The controversial bill to change the way the Department of Natural Resources handles some of its permits has been revised and a new draft is being discussed in the state senate.
House Bill 77, which stalled at the end of last year’s legislative session due to a lack of votes, caused a stir when some legislators and members of the public viewed it as a way to allow the Alaska Department of Natural Resources to cut a significant portion of the public process out of permitting decisions. Legislators and representatives from DNR participated in multiple meetings around the state, including one in Talkeetna, to hear concerns from Alaska residents. Most of those concerns centered around three issues within the bill.
The first issue raised is in the very first sentence of HB 77. As it read at the beginning of the legislative session, the bill would have allowed the DNR commissioner to issue general permits for activities on state land that would be unlikely to cause “significant and irreparable harm” to that land. It also contained a clause that many believed would allow the Commissioner to bypass other laws designed to restrict certain types of activity and development. The new revision removes that clause and makes it so that the general permits would only be allowed to cover activities that DNR is already allowed to permit. Additionally, it changes “significant and irreparable harm” to “significant or irreparable harm.” The new language also provides for public notice of the permits, and allows an appeal process. At a committee hearing on Monday, Senator Hollis French said that the change was not enough, and that the entire provision should be scrapped.
The second issue that was consistently raised at the public meetings earlier this winter is the issuance of instream flow reservations. Those reservations are certificates issued by DNR that guarantee a certain level of flow in a given river or stream, regardless of any additional development. They are often used to protect things like fish habitat. In the original bill, only government agencies would have been able to apply for a flow reservation. In the latest revision, individuals, corporations, tribes, and other groups are eligible. The reservation would still technically be held by a state agency, however.

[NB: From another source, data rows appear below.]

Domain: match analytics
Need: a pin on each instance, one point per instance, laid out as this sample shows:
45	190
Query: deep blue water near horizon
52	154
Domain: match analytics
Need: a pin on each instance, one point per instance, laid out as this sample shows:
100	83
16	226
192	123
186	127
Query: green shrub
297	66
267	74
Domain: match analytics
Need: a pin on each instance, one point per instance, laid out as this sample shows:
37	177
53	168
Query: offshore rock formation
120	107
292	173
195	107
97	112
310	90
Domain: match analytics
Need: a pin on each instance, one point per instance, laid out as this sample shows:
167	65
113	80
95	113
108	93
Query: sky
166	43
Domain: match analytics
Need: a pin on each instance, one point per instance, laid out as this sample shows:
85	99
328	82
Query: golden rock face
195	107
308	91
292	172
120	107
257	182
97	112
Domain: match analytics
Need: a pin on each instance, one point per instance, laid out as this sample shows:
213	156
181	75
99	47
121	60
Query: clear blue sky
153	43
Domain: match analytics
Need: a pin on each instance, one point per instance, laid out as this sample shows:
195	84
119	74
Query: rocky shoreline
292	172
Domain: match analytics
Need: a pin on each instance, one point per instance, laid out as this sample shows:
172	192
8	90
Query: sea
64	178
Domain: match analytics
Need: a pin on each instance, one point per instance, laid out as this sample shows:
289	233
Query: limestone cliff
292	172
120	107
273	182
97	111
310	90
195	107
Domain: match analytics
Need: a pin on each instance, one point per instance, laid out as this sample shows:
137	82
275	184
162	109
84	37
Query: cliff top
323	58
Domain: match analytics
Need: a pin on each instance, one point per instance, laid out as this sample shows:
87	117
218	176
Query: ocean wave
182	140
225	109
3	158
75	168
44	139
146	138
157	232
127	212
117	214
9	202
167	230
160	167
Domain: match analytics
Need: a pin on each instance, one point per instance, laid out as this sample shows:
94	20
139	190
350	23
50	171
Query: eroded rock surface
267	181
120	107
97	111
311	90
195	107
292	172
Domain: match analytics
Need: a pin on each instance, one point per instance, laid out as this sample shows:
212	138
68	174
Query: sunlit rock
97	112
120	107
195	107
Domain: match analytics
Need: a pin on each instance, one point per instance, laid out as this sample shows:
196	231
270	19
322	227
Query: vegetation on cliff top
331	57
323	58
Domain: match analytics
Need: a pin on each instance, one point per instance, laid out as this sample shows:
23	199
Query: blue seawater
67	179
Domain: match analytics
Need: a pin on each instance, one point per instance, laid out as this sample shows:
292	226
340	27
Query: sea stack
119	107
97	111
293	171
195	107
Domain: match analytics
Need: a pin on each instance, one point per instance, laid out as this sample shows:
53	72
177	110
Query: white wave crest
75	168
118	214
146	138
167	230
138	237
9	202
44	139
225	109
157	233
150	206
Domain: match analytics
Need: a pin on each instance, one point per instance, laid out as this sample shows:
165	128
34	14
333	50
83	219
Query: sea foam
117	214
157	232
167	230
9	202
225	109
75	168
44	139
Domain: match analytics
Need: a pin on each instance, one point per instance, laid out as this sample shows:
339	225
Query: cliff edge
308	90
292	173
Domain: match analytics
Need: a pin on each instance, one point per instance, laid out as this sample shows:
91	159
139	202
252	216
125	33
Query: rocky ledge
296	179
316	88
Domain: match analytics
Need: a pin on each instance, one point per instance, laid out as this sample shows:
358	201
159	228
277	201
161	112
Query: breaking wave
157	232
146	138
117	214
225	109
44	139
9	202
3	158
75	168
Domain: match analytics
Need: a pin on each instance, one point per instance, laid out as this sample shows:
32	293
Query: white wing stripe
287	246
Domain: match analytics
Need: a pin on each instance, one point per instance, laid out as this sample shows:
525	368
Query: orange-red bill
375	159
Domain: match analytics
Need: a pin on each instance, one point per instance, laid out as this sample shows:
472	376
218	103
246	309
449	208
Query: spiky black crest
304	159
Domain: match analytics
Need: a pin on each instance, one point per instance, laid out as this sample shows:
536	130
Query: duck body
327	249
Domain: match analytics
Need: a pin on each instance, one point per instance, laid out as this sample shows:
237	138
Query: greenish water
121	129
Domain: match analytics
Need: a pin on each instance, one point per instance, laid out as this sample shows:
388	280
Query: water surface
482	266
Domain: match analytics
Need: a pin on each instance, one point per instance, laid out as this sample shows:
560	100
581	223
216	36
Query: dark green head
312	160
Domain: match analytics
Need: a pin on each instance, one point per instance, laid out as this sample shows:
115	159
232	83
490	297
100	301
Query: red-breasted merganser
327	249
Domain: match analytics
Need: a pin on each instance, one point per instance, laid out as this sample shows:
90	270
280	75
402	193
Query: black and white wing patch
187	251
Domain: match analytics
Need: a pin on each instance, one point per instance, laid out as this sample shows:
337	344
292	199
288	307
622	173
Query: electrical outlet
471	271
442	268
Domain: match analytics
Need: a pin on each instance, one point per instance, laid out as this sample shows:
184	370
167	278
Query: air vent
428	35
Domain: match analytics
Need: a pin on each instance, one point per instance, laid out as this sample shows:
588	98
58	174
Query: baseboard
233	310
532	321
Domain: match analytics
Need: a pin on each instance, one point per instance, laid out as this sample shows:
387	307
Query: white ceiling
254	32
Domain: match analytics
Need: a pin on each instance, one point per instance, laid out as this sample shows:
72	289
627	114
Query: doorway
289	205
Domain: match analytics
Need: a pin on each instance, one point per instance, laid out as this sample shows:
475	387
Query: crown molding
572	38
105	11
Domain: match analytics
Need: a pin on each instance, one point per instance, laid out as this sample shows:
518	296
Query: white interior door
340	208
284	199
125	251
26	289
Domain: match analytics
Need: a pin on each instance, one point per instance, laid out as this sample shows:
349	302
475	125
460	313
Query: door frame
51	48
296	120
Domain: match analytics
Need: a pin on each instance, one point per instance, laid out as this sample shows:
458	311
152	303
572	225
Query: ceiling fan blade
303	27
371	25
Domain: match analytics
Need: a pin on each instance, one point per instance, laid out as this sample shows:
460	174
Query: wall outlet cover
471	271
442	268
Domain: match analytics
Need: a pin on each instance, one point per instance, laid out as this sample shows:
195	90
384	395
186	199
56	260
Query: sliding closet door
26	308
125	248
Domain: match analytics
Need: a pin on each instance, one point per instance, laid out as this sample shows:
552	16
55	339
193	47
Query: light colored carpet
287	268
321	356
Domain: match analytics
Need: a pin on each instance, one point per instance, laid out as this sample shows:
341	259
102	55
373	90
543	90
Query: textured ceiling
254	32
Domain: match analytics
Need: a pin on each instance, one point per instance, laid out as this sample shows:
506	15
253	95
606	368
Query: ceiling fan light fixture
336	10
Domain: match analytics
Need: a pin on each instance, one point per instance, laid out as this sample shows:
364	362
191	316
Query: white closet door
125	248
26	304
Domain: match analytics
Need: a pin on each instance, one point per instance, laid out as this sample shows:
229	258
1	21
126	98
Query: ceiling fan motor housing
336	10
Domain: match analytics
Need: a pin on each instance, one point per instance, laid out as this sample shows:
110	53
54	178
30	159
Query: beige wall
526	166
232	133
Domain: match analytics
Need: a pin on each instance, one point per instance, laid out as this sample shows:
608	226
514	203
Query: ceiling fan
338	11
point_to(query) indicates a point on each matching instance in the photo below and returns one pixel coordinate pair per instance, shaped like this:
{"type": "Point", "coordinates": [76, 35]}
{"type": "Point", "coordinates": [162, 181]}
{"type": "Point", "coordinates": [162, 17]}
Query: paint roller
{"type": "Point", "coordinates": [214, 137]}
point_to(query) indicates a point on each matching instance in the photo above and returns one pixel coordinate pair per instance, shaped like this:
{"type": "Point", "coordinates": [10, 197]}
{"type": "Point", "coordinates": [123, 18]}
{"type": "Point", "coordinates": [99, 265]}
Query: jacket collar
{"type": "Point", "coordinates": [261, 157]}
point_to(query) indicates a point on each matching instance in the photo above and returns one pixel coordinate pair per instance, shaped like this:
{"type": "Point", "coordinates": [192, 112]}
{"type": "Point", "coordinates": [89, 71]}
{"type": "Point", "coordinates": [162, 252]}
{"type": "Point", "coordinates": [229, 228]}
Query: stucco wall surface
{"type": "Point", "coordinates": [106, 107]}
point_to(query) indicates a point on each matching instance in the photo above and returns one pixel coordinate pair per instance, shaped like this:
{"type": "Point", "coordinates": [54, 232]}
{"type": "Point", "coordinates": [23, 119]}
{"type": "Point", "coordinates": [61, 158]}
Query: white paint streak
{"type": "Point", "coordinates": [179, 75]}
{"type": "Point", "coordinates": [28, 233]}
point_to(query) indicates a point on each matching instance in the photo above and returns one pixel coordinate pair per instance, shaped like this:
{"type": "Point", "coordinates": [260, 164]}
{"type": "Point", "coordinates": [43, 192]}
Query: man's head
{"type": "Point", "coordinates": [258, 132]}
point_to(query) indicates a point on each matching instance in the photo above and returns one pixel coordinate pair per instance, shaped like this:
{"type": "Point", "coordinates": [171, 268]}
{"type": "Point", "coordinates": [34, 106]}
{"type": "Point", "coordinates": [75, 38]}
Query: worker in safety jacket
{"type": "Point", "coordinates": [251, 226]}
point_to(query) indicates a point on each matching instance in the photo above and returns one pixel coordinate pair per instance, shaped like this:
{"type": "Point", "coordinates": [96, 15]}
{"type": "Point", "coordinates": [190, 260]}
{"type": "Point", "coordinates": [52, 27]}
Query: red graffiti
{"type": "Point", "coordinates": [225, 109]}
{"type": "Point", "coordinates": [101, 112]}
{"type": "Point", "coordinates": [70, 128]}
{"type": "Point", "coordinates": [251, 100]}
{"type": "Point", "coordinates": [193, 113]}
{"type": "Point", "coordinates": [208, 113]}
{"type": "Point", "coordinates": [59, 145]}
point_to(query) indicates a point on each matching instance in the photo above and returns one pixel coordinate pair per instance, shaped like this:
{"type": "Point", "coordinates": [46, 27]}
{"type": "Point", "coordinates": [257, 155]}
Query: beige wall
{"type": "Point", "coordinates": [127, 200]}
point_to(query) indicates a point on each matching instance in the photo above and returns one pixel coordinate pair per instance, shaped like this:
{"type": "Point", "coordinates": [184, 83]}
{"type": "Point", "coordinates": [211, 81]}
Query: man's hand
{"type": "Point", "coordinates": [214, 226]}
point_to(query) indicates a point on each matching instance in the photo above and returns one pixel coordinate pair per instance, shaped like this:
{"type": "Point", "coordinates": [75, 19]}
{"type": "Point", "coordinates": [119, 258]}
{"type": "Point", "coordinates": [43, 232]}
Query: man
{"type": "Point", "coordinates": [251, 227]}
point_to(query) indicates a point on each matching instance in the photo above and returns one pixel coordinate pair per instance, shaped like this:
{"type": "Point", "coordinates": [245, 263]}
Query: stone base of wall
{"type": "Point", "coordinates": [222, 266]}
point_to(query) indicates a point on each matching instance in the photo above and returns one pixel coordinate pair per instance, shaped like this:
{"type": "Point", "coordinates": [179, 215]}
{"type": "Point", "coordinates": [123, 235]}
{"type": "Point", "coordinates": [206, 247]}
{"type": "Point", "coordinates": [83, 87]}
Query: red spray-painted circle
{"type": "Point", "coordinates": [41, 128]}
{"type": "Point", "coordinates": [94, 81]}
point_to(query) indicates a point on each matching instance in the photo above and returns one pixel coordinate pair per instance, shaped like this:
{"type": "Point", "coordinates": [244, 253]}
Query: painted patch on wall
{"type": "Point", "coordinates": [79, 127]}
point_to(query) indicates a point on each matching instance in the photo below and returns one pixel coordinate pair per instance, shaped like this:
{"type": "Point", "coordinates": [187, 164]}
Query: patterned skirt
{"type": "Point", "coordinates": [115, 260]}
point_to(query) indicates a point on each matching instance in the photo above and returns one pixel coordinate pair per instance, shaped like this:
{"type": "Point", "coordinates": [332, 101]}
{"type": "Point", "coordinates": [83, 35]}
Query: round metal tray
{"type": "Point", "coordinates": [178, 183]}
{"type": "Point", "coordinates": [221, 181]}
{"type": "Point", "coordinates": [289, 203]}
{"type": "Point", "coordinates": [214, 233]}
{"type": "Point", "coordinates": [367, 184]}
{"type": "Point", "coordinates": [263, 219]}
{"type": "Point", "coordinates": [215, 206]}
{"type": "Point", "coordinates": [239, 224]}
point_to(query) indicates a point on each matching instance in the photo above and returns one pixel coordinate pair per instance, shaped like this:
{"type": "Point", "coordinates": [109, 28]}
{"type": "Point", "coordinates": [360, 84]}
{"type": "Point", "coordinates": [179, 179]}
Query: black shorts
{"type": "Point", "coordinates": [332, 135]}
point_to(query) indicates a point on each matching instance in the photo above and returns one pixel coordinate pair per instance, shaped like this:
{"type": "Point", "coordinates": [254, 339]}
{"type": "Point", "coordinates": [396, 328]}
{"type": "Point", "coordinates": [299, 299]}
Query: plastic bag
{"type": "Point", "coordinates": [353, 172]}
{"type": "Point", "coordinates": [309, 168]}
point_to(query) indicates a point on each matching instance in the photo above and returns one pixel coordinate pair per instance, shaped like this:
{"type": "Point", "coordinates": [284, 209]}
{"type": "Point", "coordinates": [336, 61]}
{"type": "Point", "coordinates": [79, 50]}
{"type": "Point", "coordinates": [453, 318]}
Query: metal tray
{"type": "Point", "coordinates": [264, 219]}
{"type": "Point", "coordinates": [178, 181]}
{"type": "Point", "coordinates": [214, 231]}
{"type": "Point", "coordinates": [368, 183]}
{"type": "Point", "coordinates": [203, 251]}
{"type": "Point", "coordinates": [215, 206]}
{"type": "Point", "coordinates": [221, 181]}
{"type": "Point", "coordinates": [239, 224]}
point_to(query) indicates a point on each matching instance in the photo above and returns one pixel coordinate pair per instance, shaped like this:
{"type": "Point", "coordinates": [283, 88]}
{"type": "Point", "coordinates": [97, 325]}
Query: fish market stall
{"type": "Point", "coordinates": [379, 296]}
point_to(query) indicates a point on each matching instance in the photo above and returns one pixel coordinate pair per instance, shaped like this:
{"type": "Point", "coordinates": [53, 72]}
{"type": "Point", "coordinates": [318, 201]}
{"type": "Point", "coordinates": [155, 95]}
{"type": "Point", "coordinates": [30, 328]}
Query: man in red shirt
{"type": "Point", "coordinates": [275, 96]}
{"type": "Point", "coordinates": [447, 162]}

The final issue that drew consistent criticism is a change to how DNR would handle appeals. Currently, a person wishing to appeal a DNR decision must participate in the public process by commenting either in writing or at a public hearing, and must be “aggrieved” by the decision. House Bill 77 contains language that would raise the bar, stating that only those “substantially and adversely affected” may appeal a decision. That has many environmental groups concerned, as it leaves the exact criteria up to DNR itself, and could lock out appeals on environmental grounds. Proponents of the legislation have often used the potential for abuse by parties outside of Alaska as a reason for leaving the language in. The latest draft of HB 77 has no changes to the appeal requirements from the original bill.
Currently, the bill is scheduled for a single public testimony session on Wednesday at 3:30 pm before the Senate Resources Committee. Testimony from around the state is being organized through the Legislative Information Offices.